To evaluate the impact of primary case’s characteristics on the transmissibility of COVID-19, we used the epidemiological cluster as research unit to fit the modified Poisson regression model. The number of secondary cases in a cluster was used as the dependent variable, and the characteristics of the primary cases, mainly comprised of incubation period (normal or prolonged incubation), sex, age, geographical location, type of residence, underlying diseases, epidemic phase, and clinical severity, were used as explanatory variables. If the cases did not report epidemiological association with any other confirmed cases, then transmissibility of “0” was assigned. To reduce the bias caused by incomplete epidemiological surveys information, we determined transmissibility of “0” only for cases that were reported from cities with high-quality epidemiological surveys (herein referred to the cities with over 40% of the total cases defined for their association with other confirmed cases).

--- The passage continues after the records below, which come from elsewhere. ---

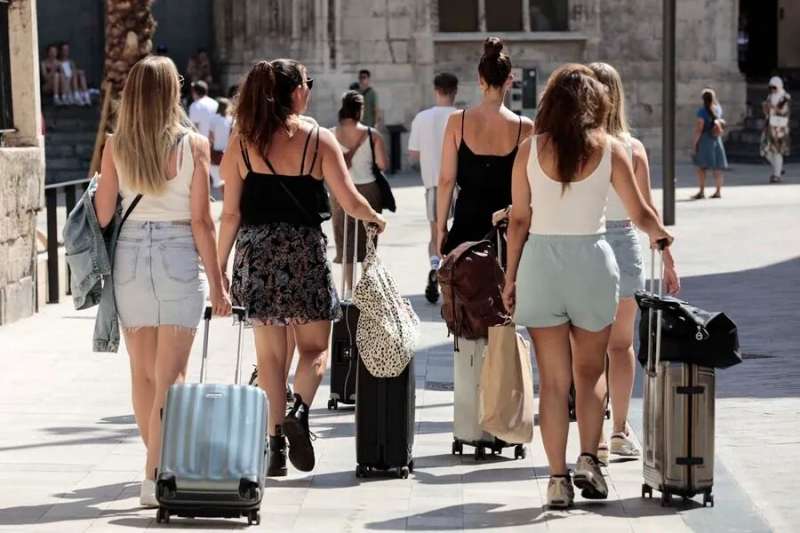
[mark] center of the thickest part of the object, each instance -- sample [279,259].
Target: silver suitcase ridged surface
[213,447]
[678,423]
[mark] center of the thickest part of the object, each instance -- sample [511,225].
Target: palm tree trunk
[129,37]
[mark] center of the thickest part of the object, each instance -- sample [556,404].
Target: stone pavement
[71,458]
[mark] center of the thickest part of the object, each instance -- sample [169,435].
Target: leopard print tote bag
[388,327]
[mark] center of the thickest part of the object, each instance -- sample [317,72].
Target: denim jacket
[89,254]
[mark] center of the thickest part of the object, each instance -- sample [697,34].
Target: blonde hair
[617,120]
[149,123]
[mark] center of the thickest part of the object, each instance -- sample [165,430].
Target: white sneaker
[147,496]
[589,478]
[560,494]
[622,444]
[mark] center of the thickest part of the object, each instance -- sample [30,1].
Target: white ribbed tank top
[617,211]
[580,210]
[174,202]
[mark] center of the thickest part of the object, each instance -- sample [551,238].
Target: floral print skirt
[281,275]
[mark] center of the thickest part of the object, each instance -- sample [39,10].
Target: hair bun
[492,46]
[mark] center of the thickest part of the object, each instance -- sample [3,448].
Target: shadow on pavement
[78,505]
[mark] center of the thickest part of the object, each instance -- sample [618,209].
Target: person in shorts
[425,145]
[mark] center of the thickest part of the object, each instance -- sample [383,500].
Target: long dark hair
[495,65]
[710,102]
[264,103]
[573,104]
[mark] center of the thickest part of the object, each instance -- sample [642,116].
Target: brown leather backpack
[472,285]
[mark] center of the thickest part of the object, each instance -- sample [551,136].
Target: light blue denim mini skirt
[567,278]
[157,276]
[622,236]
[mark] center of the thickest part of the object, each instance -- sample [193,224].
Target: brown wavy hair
[264,103]
[573,104]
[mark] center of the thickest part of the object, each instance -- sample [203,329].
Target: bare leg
[172,355]
[312,345]
[141,346]
[552,348]
[621,362]
[271,360]
[588,361]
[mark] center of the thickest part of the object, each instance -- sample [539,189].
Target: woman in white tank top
[622,236]
[563,285]
[159,286]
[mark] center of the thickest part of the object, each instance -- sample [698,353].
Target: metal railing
[72,190]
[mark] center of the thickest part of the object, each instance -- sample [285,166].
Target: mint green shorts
[567,278]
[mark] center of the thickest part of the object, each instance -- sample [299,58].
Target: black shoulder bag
[387,197]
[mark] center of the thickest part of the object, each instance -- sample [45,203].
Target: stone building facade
[21,166]
[405,42]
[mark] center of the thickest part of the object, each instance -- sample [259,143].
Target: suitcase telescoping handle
[238,316]
[348,295]
[654,352]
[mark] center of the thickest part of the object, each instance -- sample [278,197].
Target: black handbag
[387,197]
[688,334]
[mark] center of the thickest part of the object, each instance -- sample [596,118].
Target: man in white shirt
[203,107]
[425,144]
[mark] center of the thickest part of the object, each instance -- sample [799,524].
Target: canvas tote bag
[506,387]
[388,327]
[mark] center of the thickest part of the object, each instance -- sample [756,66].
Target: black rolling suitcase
[344,353]
[385,422]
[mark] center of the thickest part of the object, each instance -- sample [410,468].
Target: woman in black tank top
[479,159]
[275,202]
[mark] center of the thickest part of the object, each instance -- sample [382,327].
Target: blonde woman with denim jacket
[158,283]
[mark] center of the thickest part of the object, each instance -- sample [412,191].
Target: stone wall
[398,41]
[21,169]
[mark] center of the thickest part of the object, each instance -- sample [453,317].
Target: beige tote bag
[506,387]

Since there could be more than one primary case in a cluster, we modified the ordinary Poisson regression model to represent those multiple primary cases jointly infected secondary cases in a cluster and constructed a new logarithmic likelihood function as follows:
$$\mathit{\ln}L\left(\beta \right)=\sum_{k=1}^n\left[{y}_k\mathit{\ln}\left(\sum_{t=1}^m\mathit{\exp}\left({X_{kt}}^T\beta \right)\right)-\sum_{t=1}^m\mathit{\exp}\left({X_{kt}}^T\beta \right)-\mathit{\ln}\left({y}_k!\right)\right]$$
Where n represents the number of clusters, m represents the number of primary cases in a cluster, XT is the characteristics of primary cases, yk represent the number of secondary cases in a cluster. The maximum likelihood estimation was used to estimate the regression coefficients of this model.
To assess multicollinearity among the model predictors, variance inflation factor (VIF) of each variable was calculated and all VIFs in our models were lower than 2, indicating a very low multicollinearity of them (Supplementary Table 1). All the analyses were performed using R software (version 3.6.3, R Foundation for Statistical Computing, Vienna, Austria).